Sudan was also barred from accessing credit, investment and business dealings with Western companies.
The removal of sanctions could return Sudan to those payment systems, allowing banks, for instance, to directly settle payments for their clients for goods purchased in Kenya.
For Sudan, the expected influx of American investment and aid, as well as loans by international financial institutions, could revive its ailing agriculture, industries, mining and trade, as well as the national Sudan Airways which could not buy spare parts under the sanctions regime.
Abdul Wahab Gumaa, an economic analyst in Khartoum told the Nation that Sudan could now tap into new technology and investments from abroad to rescue its ailing economy.
“After the lifting of US sanctions and removal of Sudan from the [list of State sponsors of terroris,], chances of recovery and growth of the Sudanese economy are realistic [and could come soon],” he said.
“American companies have the necessary technologies to mobilise Sudan’s resources. We can enumerate the expected role of US companies to push growth from negative to positive.”
Global trade
Former US President Bill Clinton fingered Sudan in 1993 for hosting al-Qaeda leader Osama bin Laden, and Washington imposed a set of economic sanctions on Sudan from 1997.
Accordingly, Sudanese financial assets were frozen, the export of American technology to Sudan prohibited and American investors, companies and individuals barred from dealing with Khartoum.
The sanctions also meant that Sudan’s rail service became derelict with old wagons. General Electric used to service them but it was barred from doing business with Sudan once sanctions checked in.

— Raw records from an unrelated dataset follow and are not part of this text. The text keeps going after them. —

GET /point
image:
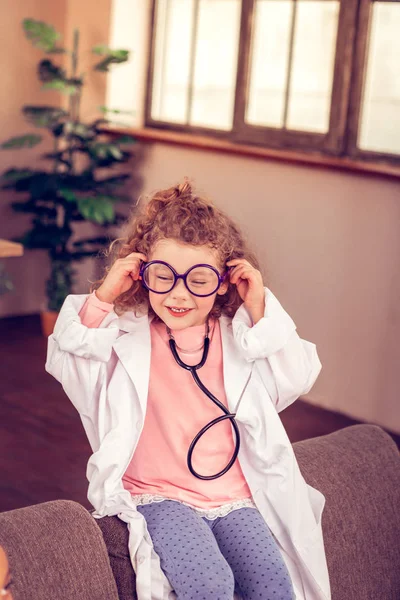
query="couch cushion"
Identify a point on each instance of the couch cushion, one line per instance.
(56, 552)
(358, 471)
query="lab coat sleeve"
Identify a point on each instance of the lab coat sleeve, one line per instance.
(77, 355)
(293, 364)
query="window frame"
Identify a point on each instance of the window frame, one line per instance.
(357, 89)
(346, 96)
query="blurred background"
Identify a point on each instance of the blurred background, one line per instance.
(285, 112)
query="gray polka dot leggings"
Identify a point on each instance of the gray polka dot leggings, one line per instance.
(209, 560)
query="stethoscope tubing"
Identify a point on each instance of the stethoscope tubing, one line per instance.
(227, 415)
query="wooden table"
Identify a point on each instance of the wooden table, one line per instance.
(10, 249)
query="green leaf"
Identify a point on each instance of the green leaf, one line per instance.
(97, 209)
(41, 35)
(22, 141)
(125, 139)
(110, 57)
(115, 111)
(68, 195)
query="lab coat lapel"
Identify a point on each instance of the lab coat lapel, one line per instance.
(236, 369)
(134, 351)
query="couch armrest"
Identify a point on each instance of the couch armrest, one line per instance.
(56, 551)
(358, 471)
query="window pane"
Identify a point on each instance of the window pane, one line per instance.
(307, 89)
(174, 23)
(380, 115)
(313, 65)
(270, 54)
(216, 63)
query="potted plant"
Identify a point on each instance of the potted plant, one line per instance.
(77, 185)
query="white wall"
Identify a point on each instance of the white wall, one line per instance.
(330, 245)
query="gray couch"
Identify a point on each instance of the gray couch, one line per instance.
(58, 551)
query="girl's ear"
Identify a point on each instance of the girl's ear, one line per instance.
(223, 288)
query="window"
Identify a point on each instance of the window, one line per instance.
(315, 75)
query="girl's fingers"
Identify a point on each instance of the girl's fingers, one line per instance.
(237, 261)
(241, 272)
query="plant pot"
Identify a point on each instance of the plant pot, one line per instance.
(48, 319)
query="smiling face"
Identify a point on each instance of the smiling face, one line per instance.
(5, 577)
(179, 308)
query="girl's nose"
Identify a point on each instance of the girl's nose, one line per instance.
(180, 290)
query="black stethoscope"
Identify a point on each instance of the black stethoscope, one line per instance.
(227, 415)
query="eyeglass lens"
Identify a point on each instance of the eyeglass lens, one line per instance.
(160, 278)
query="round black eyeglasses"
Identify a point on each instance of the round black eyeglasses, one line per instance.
(201, 280)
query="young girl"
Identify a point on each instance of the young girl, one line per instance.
(179, 364)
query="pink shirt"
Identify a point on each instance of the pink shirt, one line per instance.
(176, 410)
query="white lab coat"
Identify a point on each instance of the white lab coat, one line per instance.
(105, 373)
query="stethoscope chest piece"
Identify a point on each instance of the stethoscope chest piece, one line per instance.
(227, 415)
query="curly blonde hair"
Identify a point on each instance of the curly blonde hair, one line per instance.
(178, 213)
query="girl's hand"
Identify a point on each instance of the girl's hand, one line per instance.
(120, 276)
(250, 286)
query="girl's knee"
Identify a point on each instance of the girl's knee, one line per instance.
(270, 589)
(217, 588)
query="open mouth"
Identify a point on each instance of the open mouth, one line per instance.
(178, 312)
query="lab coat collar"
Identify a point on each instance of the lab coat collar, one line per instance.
(134, 350)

With the delisting, Gamaa argued, American firms could also help service the archaic oil wells and plants.
“The integration of the Sudanese economy with Africa has become possible especially as the continent implements the African Continental Free Trade Agreement.
Abu Al-Gasim Ibrahim, a Sudanese economist, says removing Sudan from the list of countries sponsoring terrorism will open up areas of economic cooperation with the outside world.
“It is known that the United States of America has been inhibiting many European, American or Asian investors, and even the Gulf, from coming in.
“Now, many Arab and non-Arab investors are assured that no sanctions will be imposed on their funds.”